Initially, we must examine the concept of pleasure itself. Pleasure is feelings we derive from performing a particular action in the service of fulfilling a desire. In this sense, there is two forms of pleasure: that derived from physical acts and that derived from mental acts. Physical pleasure is derived from the satisfaction of instinctual desires: sleeping, eating, drinking and copulation. Mental pleasure, on the other hand, is derived from engaging in debate, discussion and problem-solving. Regardless of the source, it appears that these pleasures are of the same substance, although the secondary impacts that occur in the course of obtaining them vary wildly.

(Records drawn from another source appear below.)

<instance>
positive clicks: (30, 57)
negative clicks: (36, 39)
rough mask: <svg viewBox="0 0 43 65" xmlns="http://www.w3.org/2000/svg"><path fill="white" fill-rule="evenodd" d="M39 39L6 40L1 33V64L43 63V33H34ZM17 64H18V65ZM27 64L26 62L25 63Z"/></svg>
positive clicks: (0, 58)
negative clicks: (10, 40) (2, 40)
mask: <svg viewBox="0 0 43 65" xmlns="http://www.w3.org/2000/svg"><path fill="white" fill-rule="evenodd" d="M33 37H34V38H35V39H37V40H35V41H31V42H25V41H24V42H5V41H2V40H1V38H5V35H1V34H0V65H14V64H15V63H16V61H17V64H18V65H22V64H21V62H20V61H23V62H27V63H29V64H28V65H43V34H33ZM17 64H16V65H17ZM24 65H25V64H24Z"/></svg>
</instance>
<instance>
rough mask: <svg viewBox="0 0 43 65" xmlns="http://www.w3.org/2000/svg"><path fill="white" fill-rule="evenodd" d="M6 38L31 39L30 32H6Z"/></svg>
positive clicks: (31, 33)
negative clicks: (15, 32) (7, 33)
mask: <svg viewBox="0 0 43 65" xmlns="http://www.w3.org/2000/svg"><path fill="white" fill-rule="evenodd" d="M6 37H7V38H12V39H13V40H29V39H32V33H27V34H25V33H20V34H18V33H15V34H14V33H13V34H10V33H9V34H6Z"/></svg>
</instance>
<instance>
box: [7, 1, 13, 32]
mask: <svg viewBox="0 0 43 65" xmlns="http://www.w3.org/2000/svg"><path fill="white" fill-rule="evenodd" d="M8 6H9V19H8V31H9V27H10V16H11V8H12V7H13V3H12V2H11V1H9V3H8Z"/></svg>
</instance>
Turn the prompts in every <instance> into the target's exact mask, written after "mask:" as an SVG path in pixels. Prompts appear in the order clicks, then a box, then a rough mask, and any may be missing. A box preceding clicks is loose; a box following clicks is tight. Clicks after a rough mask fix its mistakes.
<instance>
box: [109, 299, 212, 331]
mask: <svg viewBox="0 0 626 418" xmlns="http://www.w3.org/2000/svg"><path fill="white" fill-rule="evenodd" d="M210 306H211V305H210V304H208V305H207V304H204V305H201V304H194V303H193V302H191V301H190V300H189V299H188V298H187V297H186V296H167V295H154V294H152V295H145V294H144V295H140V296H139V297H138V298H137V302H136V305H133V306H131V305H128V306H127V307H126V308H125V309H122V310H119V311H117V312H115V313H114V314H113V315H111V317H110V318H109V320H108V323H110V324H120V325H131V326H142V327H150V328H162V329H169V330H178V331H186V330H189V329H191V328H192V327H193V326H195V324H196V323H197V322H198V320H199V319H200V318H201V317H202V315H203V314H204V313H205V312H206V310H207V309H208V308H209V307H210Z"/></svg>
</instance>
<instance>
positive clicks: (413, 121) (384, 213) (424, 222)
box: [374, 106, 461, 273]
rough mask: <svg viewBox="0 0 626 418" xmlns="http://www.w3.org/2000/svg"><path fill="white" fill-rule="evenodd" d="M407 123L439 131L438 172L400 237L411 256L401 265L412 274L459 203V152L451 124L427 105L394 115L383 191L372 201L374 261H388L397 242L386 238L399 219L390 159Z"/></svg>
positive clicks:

Thus comes the utilitarian argument – is this pleasure equitable to the idea of the good? Is it better to have a pleasant life or an unpleasant life? In this sense I would posit that the argument of the addict still retains its poignancy today as it did in the time of Socrates: to live a life continually chasing desire is to live a miserably. If we are a slave to our pleasures, then evidently we will never be satisfied either with ourselves or our accomplishments.
On the other hand, does this mean that our pleasures are corrupting? If the pursuit of pleasure results in addiction then should we reject all forms of desire and live our lives by the laws of the ascetic: the bare necessities of life coupled with intense physical discomfort? It is my opinion that the person who is engaging in this form of physical self-denial is, perversely, denying themselves the mental pleasure that comes from social intercourse and discussion. This is the epitomised in the life of the hermit – living in complete isolation.
If pleasure is neither a good nor evil, then how do we live our lives, taking into account the influence of desire while at the same time attempting to achieve the good? To this end, I believe that the small piece of free will with which we are provided should be turned to the interest of mastering our pleasures and setting them to our own use. If we make study and intellectual discourse an act of enjoyment we turn our hunger from something which distracts from our journey into something which spurs us to greater understanding. Thus, we must learn to reshape our own gratification, to attempt to turn the act of self-education from a chore into recreation. This is what it means to use our leisure appropriately – to neither indulge our base desires or deny our own humanity.